The Senegalese battalion based in Sévaré (central Mali) began its rotation this week, the Minusma reported on social networks.

Senegal's main opposition figure, Ousmane Sonko, used Mali to attack President Macky Sall and France on Thursday when he announced his candidacy for the 2024 presidential election. He also expressed strong support for the head of the Malian junta, Colonel Assimi Goïta.

"We saw that Macky Sall repatriated the few Senegalese elements who were there because they were not there as Senegalese, they were there because France had asked him to bring troops," Sonko said.

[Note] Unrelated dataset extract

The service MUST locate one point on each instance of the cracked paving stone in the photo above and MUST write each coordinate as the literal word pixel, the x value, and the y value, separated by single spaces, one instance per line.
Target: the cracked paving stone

If he is elected, "we will send troops to support our Malian brothers and put an end to this gangrene," Sonko added, referring to the jihadist spread that has plagued Mali since 2012, which has spread to its neighbours in Burkina Faso and Niger and is worrying the entire sub-region.

Senegal has in fact proceeded, like others, to a "periodic rotation", wrote the staff in a statement issued on Thursday night to Friday.

"Contrary to some information given in the press, Senegal has not disengaged from Mali," it said. This week's rotation is "a normal operation to replace, the number for number, the troops engaged" by Senegal "from the first hours of the crisis," he said.

Senegal has 1,300 soldiers, gendarmes and police officers in the Minusma, he said. The Minusma has about 17,500 men and women, including more than 13,000 soldiers and police.

Ousmane Sonko also said he "encouraged President Assimi Goïta because he has not lost face".

Colonel Goïta took and strengthened his power through two coups in 2020 and 2021, with the declared project of turning the country around and restoring security. Under his leadership, Mali has turned away from France and its former allies, and toward Russia.